Andere begeistern sich für Experimente, die sie zu Hause durchführen können. Sie können sich auch handwerklich, musikalisch oder künstlerisch austoben. Der eigenen Kreativität sind keine Grenzen gesetzt, es gibt keinen Erfolgs- oder Zeitdruck. Im Internet finden eure Kinder (mit eurer Unterstützung) fast alles, was sie zur Vorbereitung und Durchführung brauchen: Hintergrundwissen, Tutorials, Apps usw.

Manche Schulen geben auch für die nächsten Wochen Aufgaben auf. Die sollten die Kinder dann zu festen Zeiten bearbeiten, etwa wochentags nach dem Frühstück für ein bis zwei Stunden. Denn der alte Merksatz „Erst die Arbeit, dann das Vergnügen!“ hat durchaus seine Berechtigung. Zeitfenster für Schulaufgaben sollten im Strukturplan klar festgelegt werden, dann vermeidet ihr tägliche Diskussionen.
Wer die Möglichkeit hat, sollte Garten oder Balkon frühlingsfein machen. Ein kleines Blumenbeet anlegen, Gemüse einsähen, ein bisschen dekorieren. Auch dabei übernehmen Kinder gern einen eigenen Part.
4. Lasst eure Kinder mitmachen
Vieles im Alltag läuft ja trotzdem irgendwie weiter, auch wenn die Kinder jetzt zuhause sind. Die Wohnung muss geputzt, Wäsche gewaschen, Essen gekocht werden usw. Bezieht eure Kinder in die Hausarbeit mit ein, lasst sie euch helfen. Das könnte dann zwar länger dauern, als wenn man die Arbeit selbst erledigt, denkt ihr vielleicht. Aber genau darum geht es doch, oder? Ihr wollt doch die Zeit mit euren Kindern irgendwie sinnvoll verbringen. Dann dauert es eben länger, ist doch super, wieder ein Vormittag geschafft.
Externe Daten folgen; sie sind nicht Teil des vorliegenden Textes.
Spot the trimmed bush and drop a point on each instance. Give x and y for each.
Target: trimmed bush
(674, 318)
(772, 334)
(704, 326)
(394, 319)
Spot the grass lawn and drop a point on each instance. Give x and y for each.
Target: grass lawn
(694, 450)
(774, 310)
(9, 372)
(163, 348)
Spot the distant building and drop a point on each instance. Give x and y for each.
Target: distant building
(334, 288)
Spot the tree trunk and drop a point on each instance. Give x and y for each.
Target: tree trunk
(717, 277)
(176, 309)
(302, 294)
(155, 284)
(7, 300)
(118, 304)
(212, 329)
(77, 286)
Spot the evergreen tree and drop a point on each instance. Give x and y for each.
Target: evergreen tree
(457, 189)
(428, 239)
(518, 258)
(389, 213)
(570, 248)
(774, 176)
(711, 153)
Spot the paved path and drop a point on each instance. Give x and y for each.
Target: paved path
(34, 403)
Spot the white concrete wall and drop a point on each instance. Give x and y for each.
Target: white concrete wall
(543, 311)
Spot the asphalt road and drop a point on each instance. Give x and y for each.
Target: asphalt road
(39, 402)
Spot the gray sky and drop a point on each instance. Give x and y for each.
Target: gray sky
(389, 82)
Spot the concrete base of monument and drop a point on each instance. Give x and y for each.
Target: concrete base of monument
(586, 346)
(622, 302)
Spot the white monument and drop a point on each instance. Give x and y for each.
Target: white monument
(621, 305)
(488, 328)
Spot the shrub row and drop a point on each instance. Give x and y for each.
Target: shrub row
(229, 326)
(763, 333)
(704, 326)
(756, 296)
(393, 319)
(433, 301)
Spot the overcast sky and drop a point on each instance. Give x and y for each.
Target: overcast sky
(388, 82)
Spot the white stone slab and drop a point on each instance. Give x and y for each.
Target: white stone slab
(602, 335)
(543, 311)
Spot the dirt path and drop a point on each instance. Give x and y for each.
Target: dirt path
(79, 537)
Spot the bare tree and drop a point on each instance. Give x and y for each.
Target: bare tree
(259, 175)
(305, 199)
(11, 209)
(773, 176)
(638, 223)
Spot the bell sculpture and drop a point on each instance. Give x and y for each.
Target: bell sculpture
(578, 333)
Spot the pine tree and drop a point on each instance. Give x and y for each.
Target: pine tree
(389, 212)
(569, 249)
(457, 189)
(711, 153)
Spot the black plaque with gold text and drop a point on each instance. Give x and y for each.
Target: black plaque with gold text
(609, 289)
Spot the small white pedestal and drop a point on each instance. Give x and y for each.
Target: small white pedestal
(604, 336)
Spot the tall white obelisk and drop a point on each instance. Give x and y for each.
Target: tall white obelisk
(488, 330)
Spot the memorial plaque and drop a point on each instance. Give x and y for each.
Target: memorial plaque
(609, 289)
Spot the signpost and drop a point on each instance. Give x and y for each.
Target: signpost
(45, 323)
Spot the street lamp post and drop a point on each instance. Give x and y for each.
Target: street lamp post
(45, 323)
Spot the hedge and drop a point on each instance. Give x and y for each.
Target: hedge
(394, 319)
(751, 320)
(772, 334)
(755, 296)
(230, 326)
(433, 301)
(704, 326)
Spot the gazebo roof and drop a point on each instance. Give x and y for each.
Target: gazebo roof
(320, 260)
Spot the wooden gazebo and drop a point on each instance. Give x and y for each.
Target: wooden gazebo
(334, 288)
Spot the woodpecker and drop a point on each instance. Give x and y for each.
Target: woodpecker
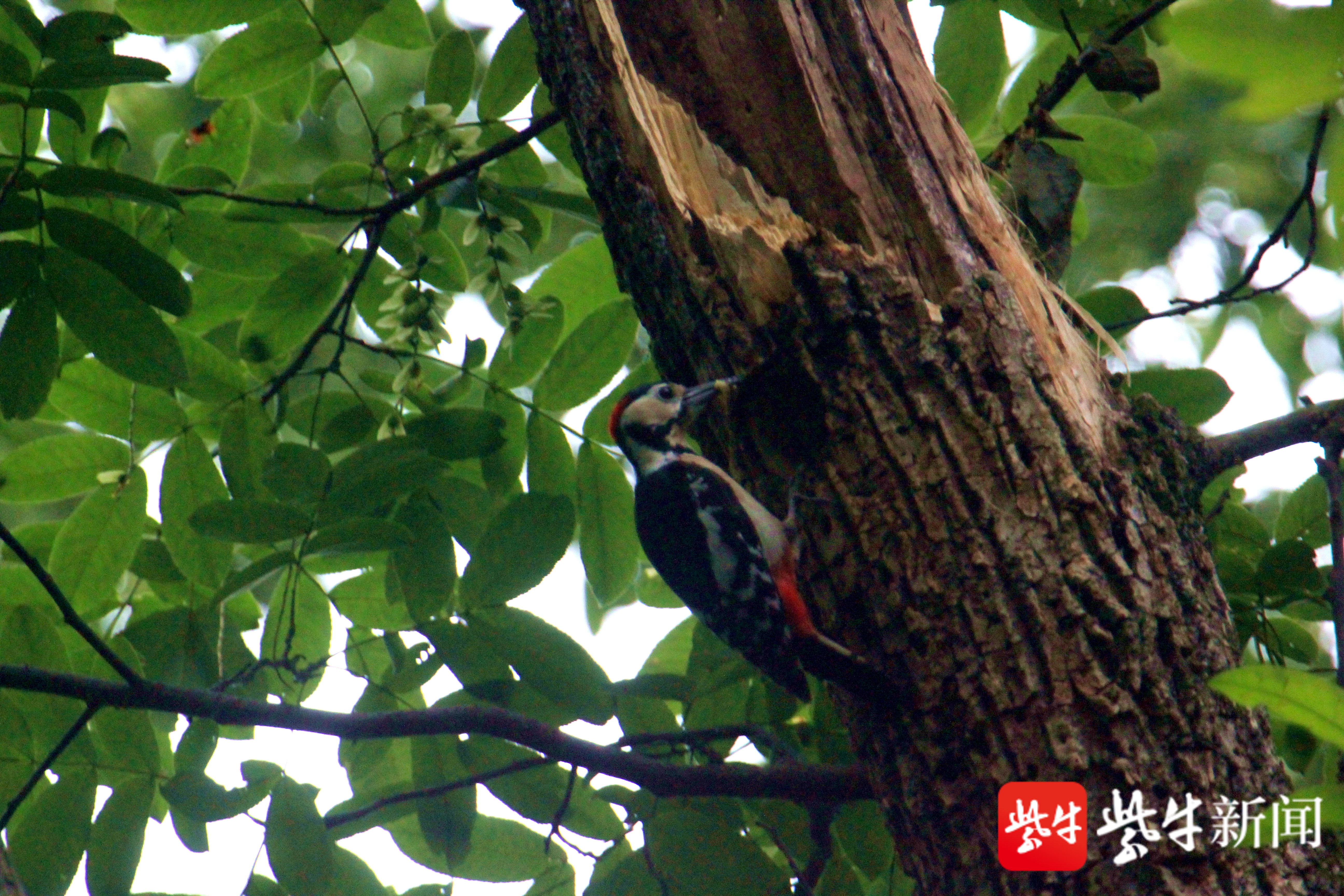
(720, 550)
Ganz zufällig ist jetzt auch genau die passende Zeit für einen ausgiebigen Frühjahrsputz und das Ausmisten des Kinderzimmers, Kleiderschranks, der vielen Kramschubladen, des Kellers usw. Da solltet ihr eure Kinder unbedingt mit einspannen. Das könnte doch dann zu viel Widerstand und Diskussionen mit ihnen führen, denkt ihr vielleicht. Auch kein Problem, denn ihr habt jetzt die Zeit für ausgiebige Diskussionen über den Sinn und die Freunde von Hausarbeit, über Kompromisse und Belohnung nach getaner Arbeit, über gemeinsame Verantwortung innerhalb der Familie usw. Feiner Nebeneffekt: Ihr schult die Konfliktfähigkeit und Argumentationsstrategien von euch und euren Kindern.
Also setzt euch mit euren Familienmitgliedern auseinander, hört einander zu, teilt eure Meinung, Wünsche und Erwartungen mit. Verhandelt. Findet Kompromisse und Lösungen. In Sachen Hausputz solltet ihr euch allerdings dringend auf eine gemeinsame Playlist einigen, und dann kann‘s endlich losgehen.
5. Nutzt unbedingt Medien
Wir haben das große Glück, dass wir Zugang zu vielen unterschiedlichen Medien haben. Den sollten wir in den nächsten Wochen unbedingt nutzen. Bücher, Hörspiele, Musik, Nachrichten, Filme, Serien, Games, Social Media, Kommunikation, Apps usw. stehen uns mehr oder weniger umfangreich und kostengünstig zur Verfügung. Viele Eltern sind unsicher, inwieweit sie ihren Kindern digitale Medien zutrauen können.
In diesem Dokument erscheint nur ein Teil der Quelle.